Empty run list after failed run (Windows)

I’m using knife-rackspace to create servers. Whenever I experience an error, the next time I run chef, my node’s run list is empty.

  1. Is this desired behavior?
  2. Am I missing something here?

Thanks!

Brian

On Friday, February 20, 2015 at 2:10 PM, Brian Begy wrote:

I’m using knife-rackspace to create servers. Whenever I experience an error, the next time I run chef, my node’s run list is empty.

Chef avoids saving data until the end of the chef-client run because you might rely on attributes you set some time during the run to be available for searching. Because of the way the bootstrap process works (it puts some files on disk for chef-client to read so it can create the node itself), the run list just doesn’t get saved to the server.

You can work around this by running chef-client -j /etc/chef/first-boot.json when you run chef-client the next time.

Is this desired behavior?
This is pretty annoying, and there are a few ways it can be fixed. On a fundamental level the problem is that the node object mixes desired state (instructions you give chef-client that tell it how to configure a node to your liking) with last observed state (attributes from ohai and cookbooks that are set based on what chef-client actually did the last time it ran). I’m working on a feature called policyfiles that fixes a lot of this by making a separate object on the server own the run list (there’s a lot more to that, see here: https://github.com/chef/chef-dk/blob/master/POLICYFILE_README.md ).

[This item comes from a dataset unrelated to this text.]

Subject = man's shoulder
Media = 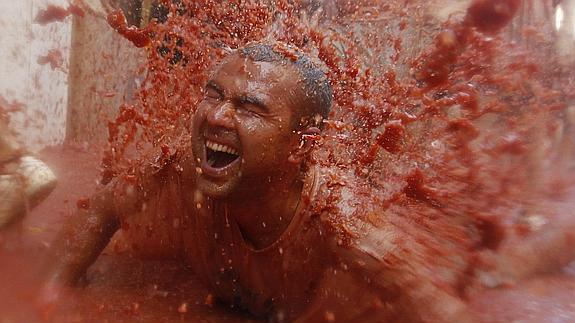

A more targeted fix would be for chef-client to check for /etc/chef/first-boot.json and use it if it’s around, but then move it out of the way on the first successful run. Overall, that’s not too hard to do, but it would have to be implemented in a way that wouldn’t break anyone who had a stale first-boot.json lying around (probably could be a config option to enable this and then the bootstrap process could set this to enabled by default).

Alternatively, the bootstrap process could create the node object ahead of time with the desired run list already set. This gets a bit tricky with search because if you configure your load balancer by searching for nodes with a particular run list item, your load balancer might get configured to treat an incomplete node as an upstream server. That could be mitigated by using node tags or some other attribute to find upstreams, but it would be a cookbook code change for many people, so that would have to be an opt-in behavior at first.

Am I missing something here?

Thanks!

Brian
HTH,

--
Daniel DeLeo

Note that chef-provisioning actually implements Dan's early-node-creation
plan and thus doesn't have this problem.

On Fri, Feb 20, 2015 at 2:42 PM, Daniel DeLeo dan@kallistec.com wrote:

On Friday, February 20, 2015 at 2:10 PM, Brian Begy wrote:

I’m using knife-rackspace to create servers. Whenever I experience an
error, the next time I run chef, my node’s run list is empty.

Chef avoids saving data until the end of the chef-client run because you
might rely on attributes you set some time during the run to be available
for searching. Because of the way the bootstrap process works (it puts some
files on disk for chef-client to read so it can create the node itself),
the run list just doesn’t get saved to the server.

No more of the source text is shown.